Viel Puste für Afrika
182 Grundschüler erlaufen beim Sponsorenlauf für Unicef 7500 Euro − Hälfte des Geldes für Spielgeräte

Untereisesheim - Mit Feuereifer, roten Bäckchen und neckischen Schiebermützen laufen sie, laufen Runde um Runde. 182 Kinder der Grundschule Untereisesheim sind gestern für Unicef in Bewegung. 7500 Euro werden sie auf diese Art und Weise erarbeiten. Dass am Mühlbachsee in Untereisesheim etwas Besonderes im Gange ist, zeigt sich bereits an der Menschenmenge, wenn man um die Ecke biegt. Da stehen die Landfrauen mit insgesamt 23 Kilogramm Wassermelone, in appetitliche Schnitze geschnitten. Einen Tisch weiter bietet der Förderverein Obst und etwas zum Trinken an. Eltern feuern Kinder an.

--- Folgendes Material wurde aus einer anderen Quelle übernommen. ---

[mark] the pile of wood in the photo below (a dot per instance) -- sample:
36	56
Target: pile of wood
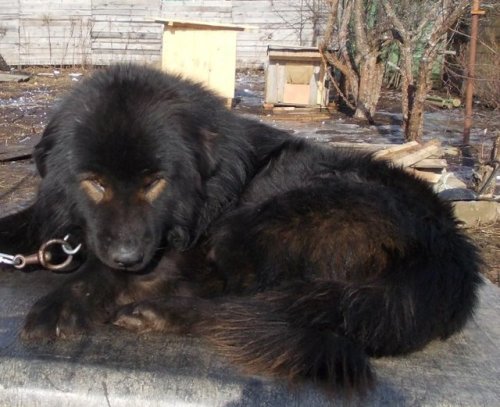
422	160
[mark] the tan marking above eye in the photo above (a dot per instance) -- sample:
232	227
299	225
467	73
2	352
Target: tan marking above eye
154	188
95	189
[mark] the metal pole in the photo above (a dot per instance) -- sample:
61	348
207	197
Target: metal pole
471	71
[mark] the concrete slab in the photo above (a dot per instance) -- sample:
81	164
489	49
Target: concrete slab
10	77
116	368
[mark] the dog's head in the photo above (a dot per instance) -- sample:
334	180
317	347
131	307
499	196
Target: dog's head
131	162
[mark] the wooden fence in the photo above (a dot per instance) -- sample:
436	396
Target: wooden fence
98	32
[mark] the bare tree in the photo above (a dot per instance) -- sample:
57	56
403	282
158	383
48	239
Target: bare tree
359	28
420	24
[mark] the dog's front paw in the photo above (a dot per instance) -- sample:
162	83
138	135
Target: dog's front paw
51	318
141	317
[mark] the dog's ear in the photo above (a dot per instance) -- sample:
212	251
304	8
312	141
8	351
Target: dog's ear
42	149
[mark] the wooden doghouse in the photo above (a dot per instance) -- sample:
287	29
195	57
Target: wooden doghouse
203	52
295	76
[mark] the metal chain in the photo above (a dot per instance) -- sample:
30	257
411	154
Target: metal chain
43	256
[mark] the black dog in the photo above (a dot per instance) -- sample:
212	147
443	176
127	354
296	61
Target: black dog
292	259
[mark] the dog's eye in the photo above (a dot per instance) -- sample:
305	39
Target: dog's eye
94	188
154	187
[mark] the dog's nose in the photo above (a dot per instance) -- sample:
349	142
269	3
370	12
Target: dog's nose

Listen Die Lehrerinnen stehen mit ihren Klemm-Mappen da, um jede einzelne gelaufene Runde abzuhaken. Rektorin Elisabeth Szirniks hat sich ganz vorne aufgestellt. Jeden ihrer Schüler kennt sie mit Namen, schon von weitem ruft sie den Schützlingen Dinge zu. Etwa "nicht so schnell" oder "du machst das klasse" oder "super Tempo". Die Rektorin ist Feuer und Flamme für ihre Kinder, das spürt man. Dass Ausdauer gefragt ist, nicht Schnelligkeit, haben die Schüler in mehreren Gesprächen mit auf den Weg bekommen. Eine Runde um den See sind etwa 500 Meter. Djuric Fernandez aus der vierten Klasse gehört mit seinen 17 Runden klar zur Gruppe der Vielläufer. Jedes Kind durfte sich Sponsoren suchen, die den Einsatz der Schüler mit einem Geldbetrag unterstützen. Die Schüler laufen so lange wie sie können oder ihnen die Puste ausgeht. Die Affenhitze der vergangenen Wochen bleibt den Mädchen und Buben zum Glück erspart. Doch die Beine schmerzen trotzdem. Auch die zierliche Talita beginnt ihren Geburtstagsmorgen mit diesem Lauf, nach fünf Runden ist sie fertig. "Mir tut die ganze rechte Seite weh", berichtet das Mädchen, das dank ihrer Sponsoren − Mama, Papa und die Großeltern − 25 Euro erlaufen hat. Talita findet den Sponsorenlauf gut, weil "Kinder in Afrika glücklich werden". Unter anderem mit einem Film wurden die Untereisesheimer Grundschüler informiert, dass es in Afrika nicht selbstverständlich ist, dass Kinder in die Schule gehen dürfen.
Hälfte Über 1500 Schulen machen beim Unicef-Sponsorenlauf mit. Das Prinzip ist einfach: Eine Hälfte der eingenommen Spendensumme geht an die Bildungsinitiative von Unicef, die andere Hälfe darf die Schule für eigene Zwecke verwenden. Untereisesheim investiert in neue Spielgeräte.
Bei Anke Speer, der Vorsitzenden des Fördervereins, kommt das Projekt gut an: "Wir haben bei der Weltmeisterschaft gesehen, was Sport bewegen kann, und Afrika hat gezeigt, was es kann." Es sei ein schöner Gedanke, dass die Kinder anderen Kindern helfen könnten.